Essa incoerência deixa margem para dúvidas sobre a conversa dupla: verdadeiros enlutados modernos, os organismos internacionais seriam o palco em que os Estados deploram ruidosamente os problemas e sofrimentos contra os quais têm pouca intenção de agir. O ativismo internacional estaria diretamente relacionado às tragédias da imigração: quanto mais agudo o problema, mais os Estados se encontram com grande pompa e mais se envolvem em fórmulas vazias e complicadas.

Mas talvez devamos todos levar a sério as propostas apresentadas pelo Fórum. De fato, é possível que seus objetivos a priori louváveis ​​escondam um verdadeiro projeto político, centrado na necessidade de organizar a mobilidade internacional da mão de obra. Lembre-se de que, embora os bens e o capital cruzem as fronteiras com bastante facilidade, o trabalho permanece em grande parte confinado às fronteiras do estado.

No entanto, essa situação é difícil de sustentar. Enquanto os empregos industriais podem ser realocados para países onde a mão de obra é mais barata, outros empregos não podem, dna limpeza ou construção, por exemplo. Como resultado, mesmo as economias mais avançadas precisa de trabalho não qualificado. Essas considerações não são independentes do Decisão alemã de acolher mais de um milhão de refugiados desde 2015.

Trabalhadores agrícolas imigrantes que cultivam campos de batata-doce na Carolina do Norte, Estados Unidos.Gerry Dincher / Flickr, CC BY-ND

Freqüentemente, a resposta política a esse dilema é recorrer à imigração irregular e ao trabalho clandestino, mas à custa de controvérsias significativas e tensões sociais e de segurança. A “governança” global da migração constituiria então um projeto alternativo, baseado na necessária circulação de mão-de-obra, mas sob condições estritamente fiscalizadas pelos Estados.

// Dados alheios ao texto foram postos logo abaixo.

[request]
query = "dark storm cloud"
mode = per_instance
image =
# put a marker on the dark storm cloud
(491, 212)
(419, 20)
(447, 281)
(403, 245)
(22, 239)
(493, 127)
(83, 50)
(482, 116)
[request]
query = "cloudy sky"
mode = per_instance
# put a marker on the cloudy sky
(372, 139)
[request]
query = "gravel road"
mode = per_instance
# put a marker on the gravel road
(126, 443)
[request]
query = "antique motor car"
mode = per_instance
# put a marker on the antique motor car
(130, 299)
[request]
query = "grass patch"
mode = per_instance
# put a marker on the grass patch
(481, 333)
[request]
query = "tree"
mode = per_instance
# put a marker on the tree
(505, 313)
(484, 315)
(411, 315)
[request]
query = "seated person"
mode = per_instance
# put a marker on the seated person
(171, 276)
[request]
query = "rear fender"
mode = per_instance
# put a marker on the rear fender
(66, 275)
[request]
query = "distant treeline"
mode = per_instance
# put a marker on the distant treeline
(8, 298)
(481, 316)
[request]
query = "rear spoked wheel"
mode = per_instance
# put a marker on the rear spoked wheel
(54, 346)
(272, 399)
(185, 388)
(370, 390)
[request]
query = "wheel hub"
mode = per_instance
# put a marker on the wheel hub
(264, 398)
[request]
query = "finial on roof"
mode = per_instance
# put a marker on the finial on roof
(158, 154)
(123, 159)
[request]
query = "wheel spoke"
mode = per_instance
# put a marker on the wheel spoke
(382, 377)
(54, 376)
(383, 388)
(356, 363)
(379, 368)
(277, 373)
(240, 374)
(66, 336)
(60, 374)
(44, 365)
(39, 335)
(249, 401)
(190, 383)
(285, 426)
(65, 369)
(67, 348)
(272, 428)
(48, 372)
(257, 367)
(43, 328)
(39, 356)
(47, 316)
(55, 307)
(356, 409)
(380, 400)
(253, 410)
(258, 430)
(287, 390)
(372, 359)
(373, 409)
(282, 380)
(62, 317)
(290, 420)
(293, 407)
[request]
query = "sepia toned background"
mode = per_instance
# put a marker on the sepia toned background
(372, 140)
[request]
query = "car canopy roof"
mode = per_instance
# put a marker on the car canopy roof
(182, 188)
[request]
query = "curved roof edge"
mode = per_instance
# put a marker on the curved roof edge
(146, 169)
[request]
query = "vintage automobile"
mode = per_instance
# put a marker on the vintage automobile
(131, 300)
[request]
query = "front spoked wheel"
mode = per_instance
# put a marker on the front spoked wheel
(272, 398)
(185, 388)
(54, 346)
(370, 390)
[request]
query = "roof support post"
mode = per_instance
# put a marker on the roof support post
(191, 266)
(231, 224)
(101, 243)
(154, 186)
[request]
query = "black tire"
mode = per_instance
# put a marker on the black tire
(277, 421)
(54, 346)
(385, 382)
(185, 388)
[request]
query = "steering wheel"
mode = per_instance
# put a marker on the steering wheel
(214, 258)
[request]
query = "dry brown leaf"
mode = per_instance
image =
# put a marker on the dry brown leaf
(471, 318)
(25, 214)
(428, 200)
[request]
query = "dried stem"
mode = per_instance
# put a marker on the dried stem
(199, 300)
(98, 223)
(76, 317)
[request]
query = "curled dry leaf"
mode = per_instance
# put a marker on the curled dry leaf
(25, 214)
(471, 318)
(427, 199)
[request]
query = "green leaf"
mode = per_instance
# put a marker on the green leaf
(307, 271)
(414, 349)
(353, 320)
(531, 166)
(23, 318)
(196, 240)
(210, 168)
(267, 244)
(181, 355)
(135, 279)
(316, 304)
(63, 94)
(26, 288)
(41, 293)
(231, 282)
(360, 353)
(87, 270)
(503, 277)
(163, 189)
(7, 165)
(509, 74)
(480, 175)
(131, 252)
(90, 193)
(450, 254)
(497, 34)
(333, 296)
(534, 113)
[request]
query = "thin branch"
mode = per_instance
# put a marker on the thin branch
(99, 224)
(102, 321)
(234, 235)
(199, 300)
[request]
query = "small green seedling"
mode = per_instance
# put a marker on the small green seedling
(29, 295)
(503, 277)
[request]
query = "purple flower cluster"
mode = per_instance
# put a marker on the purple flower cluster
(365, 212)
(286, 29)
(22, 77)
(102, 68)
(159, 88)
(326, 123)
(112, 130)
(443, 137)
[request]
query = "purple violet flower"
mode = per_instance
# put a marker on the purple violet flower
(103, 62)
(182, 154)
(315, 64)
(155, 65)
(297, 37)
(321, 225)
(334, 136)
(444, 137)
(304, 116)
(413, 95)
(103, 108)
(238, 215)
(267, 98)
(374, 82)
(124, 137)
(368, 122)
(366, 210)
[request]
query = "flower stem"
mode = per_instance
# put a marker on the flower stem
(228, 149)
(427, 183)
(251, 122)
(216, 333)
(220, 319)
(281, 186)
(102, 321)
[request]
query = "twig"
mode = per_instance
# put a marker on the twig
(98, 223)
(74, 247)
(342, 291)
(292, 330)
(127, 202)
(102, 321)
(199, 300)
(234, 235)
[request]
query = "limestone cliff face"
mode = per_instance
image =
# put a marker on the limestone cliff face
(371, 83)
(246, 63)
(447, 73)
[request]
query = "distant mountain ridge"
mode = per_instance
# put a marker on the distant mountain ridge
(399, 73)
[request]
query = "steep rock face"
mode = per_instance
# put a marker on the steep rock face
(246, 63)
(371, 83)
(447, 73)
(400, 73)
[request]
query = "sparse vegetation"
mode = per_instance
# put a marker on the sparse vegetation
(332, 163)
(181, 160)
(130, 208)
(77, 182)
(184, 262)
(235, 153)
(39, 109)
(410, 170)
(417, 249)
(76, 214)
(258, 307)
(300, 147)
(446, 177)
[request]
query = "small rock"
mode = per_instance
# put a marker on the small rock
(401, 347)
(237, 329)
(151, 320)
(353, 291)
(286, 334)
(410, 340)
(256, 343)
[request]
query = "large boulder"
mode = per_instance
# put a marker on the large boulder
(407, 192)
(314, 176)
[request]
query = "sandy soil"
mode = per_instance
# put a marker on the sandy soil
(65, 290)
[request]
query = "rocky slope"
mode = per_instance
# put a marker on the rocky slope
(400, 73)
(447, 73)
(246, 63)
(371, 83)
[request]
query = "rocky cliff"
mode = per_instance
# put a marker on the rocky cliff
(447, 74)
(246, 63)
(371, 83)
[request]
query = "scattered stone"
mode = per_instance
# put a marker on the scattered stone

O pano de fundo seria o aumento da competição entre os trabalhadores em escala global e, conseqüentemente, a pressão para baixo na proteção do trabalho. Sob o pretexto de fazer da migração uma ferramenta para o desenvolvimento, o Fórum iria de fato perseguir um objetivo neoliberal, destinado a conciliar o controle de fronteira, a segurança e o acesso a uma força de trabalho flexível e desprotegida. Os sindicatos têm assim sempre esteve vigilante a este respeito, insistindo em particular na necessidade de garantir aos trabalhadores migrantes os mesmos direitos que aos nacionais, a fim de evitar os mecanismos de dumping social.

Sem prejulgar as reais intenções dos Estados reunidos em Dhaka, há, no entanto, uma observação que só pode ser compartilhada: as atuais políticas de migração são inadequadas e, portanto, novas abordagens devem surgir. Não é certo que um Fórum Intergovernamental seja a estrutura mais favorável a esse respeito. Mas é, entretanto, motivo suficiente para acompanhar essas discussões e ver nelas mais do que um encontro distante e obscuro, absurdamente desconectado das realidades que pretende abordar.
A Conversação
Antoine Pecoud, Professor de sociologia, Université Paris 13 - USPC

La versão original deste artigo foi postado em A Conversação.